If you are confused about all this you might want to read the book “Sugar Blues”. If you don’t think that refined sugar has any strong negative effects on you then go three days without any refined sugar. You’ll have to read ALOT of labels at the grocery store…sugar likes to make it’s way into all kind of non-dessert food like ketchup and potato chips . You’ll probably feel a huge shift in your level of calm and awareness. Or you can do the opposite if you are not good at impulse control. For two days, eat nothing but Fruit Loops, Dunkin Doughnuts, Ben N Jerry’s Wavy Gravy, Starbucks Double Frappacinos with extra whipped cream, Diet Coke for every meal and snack and notice how crappy you feel (and probably look).
I think the exercise about examining your food habits is quite illuminating. Every day around 3 pm I have to have something sweet….these days I usually just microwave a small bowl of dark chocolate chips. It’s not a health tonic though.
The simple step by step instructions with pictures are so helpful. I like how she shows what your hands and feet should look like in certain poses…makes a huge difference in how the pose feels and the benefits you get from it.

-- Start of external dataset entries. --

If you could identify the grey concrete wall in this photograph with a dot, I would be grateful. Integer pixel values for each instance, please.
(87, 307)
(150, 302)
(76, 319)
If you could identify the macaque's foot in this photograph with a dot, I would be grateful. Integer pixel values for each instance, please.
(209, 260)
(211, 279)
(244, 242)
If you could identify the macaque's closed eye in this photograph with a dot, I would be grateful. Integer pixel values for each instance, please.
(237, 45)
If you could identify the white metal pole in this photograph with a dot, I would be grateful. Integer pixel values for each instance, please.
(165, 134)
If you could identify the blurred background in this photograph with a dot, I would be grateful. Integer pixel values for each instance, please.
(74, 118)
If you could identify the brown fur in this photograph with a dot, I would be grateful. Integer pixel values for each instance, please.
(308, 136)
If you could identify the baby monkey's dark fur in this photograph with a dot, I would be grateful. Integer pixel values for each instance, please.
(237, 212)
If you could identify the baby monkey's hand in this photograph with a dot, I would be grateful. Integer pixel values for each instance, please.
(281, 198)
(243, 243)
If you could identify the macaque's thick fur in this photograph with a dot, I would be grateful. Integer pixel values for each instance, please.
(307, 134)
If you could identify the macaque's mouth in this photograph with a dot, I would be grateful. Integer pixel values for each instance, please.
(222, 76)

What I really appreciate about this yoga training manual that is not often found in others is the modifications and suggestions for people that have certain injuries. When you are in table pose you should not hinge your neck back if you have neck issues.
Charry doesn’t assume everyone can physically do all the postures so the variations are very welcoming for beginners or for the stiff and inflexible. For the balancing poses, I think it is very helpful to have the close up of the feet and toes. It’s great to see a more challenging balancing pose and also an easier modification. You’re not auditioning for Cirque Du Soleil, you just want to get in balance health-wise.

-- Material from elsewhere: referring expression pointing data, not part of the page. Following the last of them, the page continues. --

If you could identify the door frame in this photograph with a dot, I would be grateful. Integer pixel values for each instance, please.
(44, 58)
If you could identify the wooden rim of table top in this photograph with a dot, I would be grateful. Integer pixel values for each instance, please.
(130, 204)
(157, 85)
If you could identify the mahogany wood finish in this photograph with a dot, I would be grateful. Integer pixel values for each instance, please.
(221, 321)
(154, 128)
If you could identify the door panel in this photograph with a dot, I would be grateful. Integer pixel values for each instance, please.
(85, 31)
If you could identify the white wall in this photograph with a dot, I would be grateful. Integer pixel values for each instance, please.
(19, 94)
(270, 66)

If you do buy this manual, I would recommend going to a few traditional hatha yoga or vinyasa class so you can really learn the poses with expert supervision and the teacher can help you get into proper alignment so you get the maximum benefits from the pose.
After you feel comfortable with the basic poses, then you can use this guide to help you develop and refine your own personal practice. I was too poor to pay for classes a few years back (and the time it takes to get to classes was a drag) so for many years I just did my own practice at home, sometimes with a tape or a book or sometimes with no written or visual aids.
Before you start saying you don’t have time, money, space or privacy to practice just reflect on your excuses. Are you committed to your excuses or are you committed to changing your life? What will your life, body and health be like if you continue on the health path you are now on? Take on this program for one week and see what a difference you feel. If you regularly practice yoga already, what changes in your life did you notice when you started to make this a part of your life?